“So how much Sudafed® can I buy at once without setting off any red flags?” is a question I was sincerely looking forward to asking. “It’ll be fine,” Nick told me. “They’ll see you’re going out of the country right after the purchase, and they’ll figure it’s nothing.”
Honestly, if sarcasm were out, I don’t know that the two of us would ever be able to speak to each other at all.
Unfortunately, the fine State of New York has outwitted me once again. When I wandered into the pharmacy to stock up on American OTC meds for poor, sniffly Nick, I discovered pseudo-Sudafed® on the shelves, and stupid little “Please take this card to the pharmacy to purchase” cards where the real Sudafed® used to be.
As much as I was disinclined to take the stupid little card to the stupid little pharmacy window, I was about to do so when I noticed that Sudafed® has taken advantage of their supposed notoriety to jack up their prices enormously. I mean, maybe I’m just out of touch with the going rate, but I cannot imagine why real Sudafed® is more than twice the price of fake Sudafed® (not generic; it just uses a different active ingredient, which they swear is wonderfully effective).

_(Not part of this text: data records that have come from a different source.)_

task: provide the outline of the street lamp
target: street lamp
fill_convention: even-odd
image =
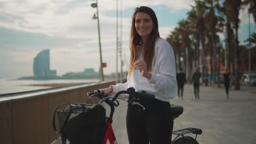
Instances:
[[[93,19],[97,19],[98,21],[98,33],[99,34],[99,55],[100,59],[100,70],[101,74],[101,81],[104,81],[104,75],[103,74],[103,69],[102,67],[102,58],[101,56],[101,35],[100,33],[99,29],[99,10],[98,9],[98,0],[96,0],[96,3],[93,3],[91,5],[92,7],[93,8],[96,8],[97,13],[94,13],[93,16],[92,18]]]

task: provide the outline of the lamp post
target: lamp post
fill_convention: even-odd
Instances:
[[[101,81],[104,81],[104,74],[103,74],[103,67],[102,67],[102,58],[101,56],[101,35],[100,33],[99,29],[99,10],[98,8],[98,0],[96,0],[96,3],[93,3],[91,4],[91,6],[93,8],[96,8],[97,13],[94,13],[93,16],[92,17],[93,19],[97,19],[98,21],[98,33],[99,34],[99,55],[100,55],[100,71],[101,74]],[[97,16],[96,16],[97,14]]]
[[[250,39],[250,37],[251,37],[251,24],[250,24],[250,11],[248,11],[248,17],[249,17],[249,49],[248,50],[248,54],[249,55],[249,70],[248,72],[249,73],[249,86],[251,86],[251,39]]]
[[[117,48],[116,57],[115,83],[118,83],[118,0],[117,0]]]

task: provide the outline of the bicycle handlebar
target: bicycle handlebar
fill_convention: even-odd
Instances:
[[[138,91],[118,91],[117,93],[116,93],[115,96],[114,96],[115,100],[118,96],[120,94],[129,94],[130,95],[130,96],[131,95],[132,95],[136,98],[147,99],[155,99],[155,95],[152,94],[149,94]]]

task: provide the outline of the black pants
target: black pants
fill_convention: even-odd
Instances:
[[[199,84],[194,84],[194,91],[195,92],[195,98],[199,98]]]
[[[180,90],[181,91],[181,98],[182,98],[182,96],[183,96],[183,88],[184,87],[184,85],[178,85],[178,96],[179,96],[179,97],[180,95],[179,95],[179,90]]]
[[[225,85],[225,88],[226,89],[226,93],[227,96],[229,95],[229,82],[225,82],[224,83]]]
[[[137,105],[128,105],[126,128],[130,144],[170,144],[173,120],[168,102],[157,99],[140,99]]]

Attention, Sudafed®: no one is fooled into thinking that your original product is behind the pharmacy counter now because it is such a terrifyingly potent nasal decongestant. It did not suddenly become worth more money just because it became more annoying to get; if anything, you should be dropping your prices. What you charge for your fake decongestant? That’s about what a decongestant is supposed to cost.
Nick, honey, by the way: I’m bringing you fake Sudafed®. I’m sorry, but I’m taking a moral stand here.
So, off to Paris I go, OTC meds and Airborne® in tow. Hopefully Nick will have a phone line by Friday–it has been delayed for three months, but now that France Telecom has been sued for a fortune for just this sort of thing, they’ll be happy to come take a look at his line. Come to think of it, there is absolutely no chance of a working phone by Friday. I’ll be calling my boyfriend on calling cards for the rest of our natural lives.
And with the fake Sudafed®, I probably won’t be able to understand a word through the congestion.